Find the "largest" dense sub matrix in a large sparse matrix - algorithm

Given a large sparse matrix (say 10k+ by 1M+) I need to find a subset, not necessarily continuous, of the rows and columns that form a dense matrix (all non-zero elements). I want this sub matrix to be as large as possible (not the largest sum, but the largest number of elements) within some aspect ratio constraints.
Are there any known exact or aproxamate solutions to this problem?
A quick scan on Google seems to give a lot of close-but-not-exactly results. What terms should I be looking for?
edit: Just to clarify; the sub matrix need not be continuous. In fact the row and column order is completely arbitrary so adjacency is completely irrelevant.
A thought based on Chad Okere's idea
Order the rows from largest count to smallest count (not necessary but might help perf)
Select two rows that have a "large" overlap
Add all other rows that won't reduce the overlap
Record that set
Add whatever row reduces the overlap by the least
Repeat at #3 until the result gets to small
Start over at #2 with a different starting pair
Continue until you decide the result is good enough

I assume you want something like this. You have a matrix like
1100101
1110101
0100101
You want columns 1,2,5,7 and rows 1 and 2, right? That submatrix would 4x2 with 8 elements. Or you could go with columns 1,5,7 with rows 1,2,3 which would be a 3x3 matrix.
If you want an 'approximate' method, you could start with a single non-zero element, then go on to find another non-zero element and add it to your list of rows and columns. At some point you'll run into a non-zero element that, if it's rows and columns were added to your collection, your collection would no longer be entirely non-zero.
So for the above matrix, if you added 1,1 and 2,2 you would have rows 1,2 and columns 1,2 in your collection. If you tried to add 3,7 it would cause a problem because 1,3 is zero. So you couldn't add it. You could add 2,5 and 2,7 though. Creating the 4x2 submatrix.
You would basically iterate until you can't find any more new rows and columns to add. That would get you too a local minimum. You could store the result and start again with another start point (perhaps one that didn't fit into your current solution).
Then just stop when you can't find any more after a while.
That, obviously, would take a long time, but I don't know if you'll be able to do it any more quickly.

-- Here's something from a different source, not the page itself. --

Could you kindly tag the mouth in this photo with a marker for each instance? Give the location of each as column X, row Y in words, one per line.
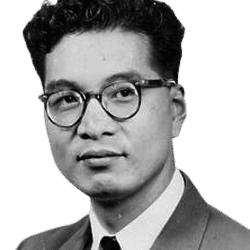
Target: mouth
column 100, row 155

I know you aren't working on this anymore, but I thought someone might have the same question as me in the future.
So, after realizing this is an NP-hard problem (by reduction to MAX-CLIQUE) I decided to come up with a heuristic that has worked well for me so far:
Given an N x M binary/boolean matrix, find a large dense submatrix:
Part I: Generate reasonable candidate submatrices
Consider each of the N rows to be a M-dimensional binary vector, v_i, where i=1 to N
Compute a distance matrix for the N vectors using the Hamming distance
Use the UPGMA (Unweighted Pair Group Method with Arithmetic Mean) algorithm to cluster vectors
Initially, each of the v_i vectors is a singleton cluster. Step 3 above (clustering) gives the order that the vectors should be combined into submatrices. So each internal node in the hierarchical clustering tree is a candidate submatrix.
Part II: Score and rank candidate submatrices
For each submatrix, calculate D, the number of elements in the dense subset of the vectors for the submatrix by eliminating any column with one or more zeros.
Select the submatrix that maximizes D
I also had some considerations regarding the min number of rows that needed to be preserved from the initial full matrix, and I would discard any candidate submatrices that did not meet this criteria before selecting a submatrix with max D value.

Is this a Netflix problem?
MATLAB or some other sparse matrix libraries might have ways to handle it.
Is your intent to write your own?
Maybe the 1D approach for each row would help you. The algorithm might look like this:
Loop over each row
Find the index of the first non-zero element
Find the index of the non-zero row element with the largest span between non-zero columns in each row and store both.
Sort the rows from largest to smallest span between non-zero columns.
At this point I start getting fuzzy (sorry, not an algorithm designer). I'd try looping over each row, lining up the indexes of the starting point, looking for the maximum non-zero run of column indexes that I could.
You don't specify whether or not the dense matrix has to be square. I'll assume not.
I don't know how efficient this is or what its Big-O behavior would be. But it's a brute force method to start with.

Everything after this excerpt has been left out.